W przypadku zatoru i zbliżającego się samochodu na sygnale, kierowcy będą mieli obowiązek ustąpić mu miejsca w jasno sprecyzowany sposób. To szczególnie istotne na autostradach i drogach ekspresowych. W skrócie – kierowcy poruszający się lewym skrajnym pasem będą mieli obowiązek zjechać na lewo, a poruszający się pozostałymi pasami - na prawo, tak aby umożliwić swobodny przejazd pojazdom ratunkowym.
Dokładnie obrazuje to poniższa ilustracja.
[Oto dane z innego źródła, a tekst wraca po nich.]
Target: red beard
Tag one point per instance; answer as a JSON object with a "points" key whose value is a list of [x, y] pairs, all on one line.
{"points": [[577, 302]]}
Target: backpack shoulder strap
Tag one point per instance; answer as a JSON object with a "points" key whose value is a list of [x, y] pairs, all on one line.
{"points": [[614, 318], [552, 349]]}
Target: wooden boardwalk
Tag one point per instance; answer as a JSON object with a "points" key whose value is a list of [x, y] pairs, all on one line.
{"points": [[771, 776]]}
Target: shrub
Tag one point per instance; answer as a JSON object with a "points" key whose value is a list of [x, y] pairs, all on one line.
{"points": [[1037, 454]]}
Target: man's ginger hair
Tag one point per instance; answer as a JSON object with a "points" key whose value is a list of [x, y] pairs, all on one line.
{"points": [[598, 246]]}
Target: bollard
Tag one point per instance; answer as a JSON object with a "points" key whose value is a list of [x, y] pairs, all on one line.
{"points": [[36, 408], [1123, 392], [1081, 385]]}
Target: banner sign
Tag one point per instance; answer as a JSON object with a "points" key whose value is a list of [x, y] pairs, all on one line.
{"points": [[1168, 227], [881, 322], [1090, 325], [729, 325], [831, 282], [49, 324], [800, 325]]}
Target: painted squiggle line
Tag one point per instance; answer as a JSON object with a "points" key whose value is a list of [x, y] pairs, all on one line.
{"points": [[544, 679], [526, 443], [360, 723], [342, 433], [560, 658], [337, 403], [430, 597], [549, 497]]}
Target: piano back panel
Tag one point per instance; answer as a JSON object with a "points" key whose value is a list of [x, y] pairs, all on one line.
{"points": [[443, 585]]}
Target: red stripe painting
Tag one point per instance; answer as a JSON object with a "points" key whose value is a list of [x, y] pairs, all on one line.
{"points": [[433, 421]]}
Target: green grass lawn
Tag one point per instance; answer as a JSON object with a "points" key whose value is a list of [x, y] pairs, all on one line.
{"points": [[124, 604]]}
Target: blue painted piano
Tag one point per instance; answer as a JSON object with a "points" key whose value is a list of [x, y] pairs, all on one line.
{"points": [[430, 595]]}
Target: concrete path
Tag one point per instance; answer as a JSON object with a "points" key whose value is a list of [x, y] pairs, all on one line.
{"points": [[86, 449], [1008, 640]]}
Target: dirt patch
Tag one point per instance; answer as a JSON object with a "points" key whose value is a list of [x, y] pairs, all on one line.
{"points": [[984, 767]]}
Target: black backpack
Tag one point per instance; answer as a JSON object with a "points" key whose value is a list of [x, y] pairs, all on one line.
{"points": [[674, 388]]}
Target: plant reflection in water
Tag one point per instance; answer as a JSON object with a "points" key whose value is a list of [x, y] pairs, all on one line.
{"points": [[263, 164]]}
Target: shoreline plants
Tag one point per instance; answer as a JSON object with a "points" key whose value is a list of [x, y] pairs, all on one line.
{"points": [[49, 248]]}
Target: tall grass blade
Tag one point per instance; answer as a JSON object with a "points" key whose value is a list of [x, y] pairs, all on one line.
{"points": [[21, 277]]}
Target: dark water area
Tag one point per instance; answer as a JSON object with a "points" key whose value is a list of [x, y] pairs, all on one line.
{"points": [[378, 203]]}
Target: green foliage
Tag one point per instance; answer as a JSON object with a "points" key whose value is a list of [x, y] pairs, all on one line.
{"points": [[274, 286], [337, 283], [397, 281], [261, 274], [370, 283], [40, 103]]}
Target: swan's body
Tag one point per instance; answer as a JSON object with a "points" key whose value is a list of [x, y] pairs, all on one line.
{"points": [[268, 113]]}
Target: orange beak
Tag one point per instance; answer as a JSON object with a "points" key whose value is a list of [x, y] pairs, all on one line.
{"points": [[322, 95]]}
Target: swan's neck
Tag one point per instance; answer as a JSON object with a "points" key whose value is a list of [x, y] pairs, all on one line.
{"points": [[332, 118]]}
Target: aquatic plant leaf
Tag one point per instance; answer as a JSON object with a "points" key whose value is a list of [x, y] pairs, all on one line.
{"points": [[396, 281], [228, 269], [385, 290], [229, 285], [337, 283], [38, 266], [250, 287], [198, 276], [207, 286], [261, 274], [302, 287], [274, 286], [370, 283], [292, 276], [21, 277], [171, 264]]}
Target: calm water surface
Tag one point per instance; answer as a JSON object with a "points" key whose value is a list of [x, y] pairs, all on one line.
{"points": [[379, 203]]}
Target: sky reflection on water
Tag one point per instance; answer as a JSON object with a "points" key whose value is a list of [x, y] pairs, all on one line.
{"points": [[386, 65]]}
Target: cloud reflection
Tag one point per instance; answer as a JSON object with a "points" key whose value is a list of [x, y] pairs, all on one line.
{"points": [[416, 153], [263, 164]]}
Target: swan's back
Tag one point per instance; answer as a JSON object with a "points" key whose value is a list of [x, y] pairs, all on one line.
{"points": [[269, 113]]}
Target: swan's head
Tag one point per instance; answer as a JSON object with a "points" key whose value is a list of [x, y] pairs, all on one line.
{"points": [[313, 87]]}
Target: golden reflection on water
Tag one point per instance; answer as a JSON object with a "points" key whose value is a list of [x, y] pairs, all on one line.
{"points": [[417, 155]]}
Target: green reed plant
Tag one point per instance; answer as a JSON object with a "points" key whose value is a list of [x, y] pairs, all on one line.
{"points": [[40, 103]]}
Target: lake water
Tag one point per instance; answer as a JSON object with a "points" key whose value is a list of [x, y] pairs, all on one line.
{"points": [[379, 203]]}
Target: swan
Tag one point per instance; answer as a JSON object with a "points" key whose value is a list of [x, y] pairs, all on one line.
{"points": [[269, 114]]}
Rocznie na polskich drogach dochodzi do około 32 tysięcy wypadków. Do każdego z nich muszą dojechać służby ratunkowe. Często na drodze straży pożarnej, pogotowia ratunkowego czy policji stają kierowcy, którzy nie wiedzą, jak prawidłowo ustąpić służbom miejsca na drodze. Dlatego umiejętność tworzenia korytarza życia jest tak ważna. W wielu krajach kierowcy tworzą taki korytarz automatycznie dojeżdżając do zatoru lub skrzyżowania. Na polskich drogach niestety wciąż jest to rzadkość.
Często widzimy kierowców, którzy w ostatniej chwili nerwowo szukają sposobu, by zjechać do krawędzi jezdni. Byłoby to znacznie prostsze, gdybyśmy za każdym razem, gdy stajemy na światłach lub w korku, zatrzymywali się właśnie przy tej krawędzi, a nie jak to mamy w zwyczaju – na środku pasa ruchu. O korytarzu życia powinniśmy pamiętać przez cały czas poruszania się po drodze
– mówi Konrad Romik, sekretarz Krajowej Rady Bezpieczeństwa Ruchu Drogowego.
Wielu kierowców nie tylko nie tworzy korytarza życia, ale również wykorzystuje go do własnych celów. Niejednokrotnie pisaliśmy o przypadkach, w których kierowcy stojący w korku zawracali i pod prąd próbowali wydostać się z zatoru, tym samym blokując przejazd służb ratunkowych. Kierowcy powinni pamiętać, że nawet kilkadziesiąt minut stania w korku to nic w porównaniu z możliwą utratą życia przez ofiary wypadku. Dlatego pamiętajmy, aby umożliwić przejazd służbom ratunkowym.
Początkowo policjanci mają raczej pouczać kierowców i przypominać im o konieczności tworzenia korytarza życia. Mandat może jednak sięgnąć "do 500 zł".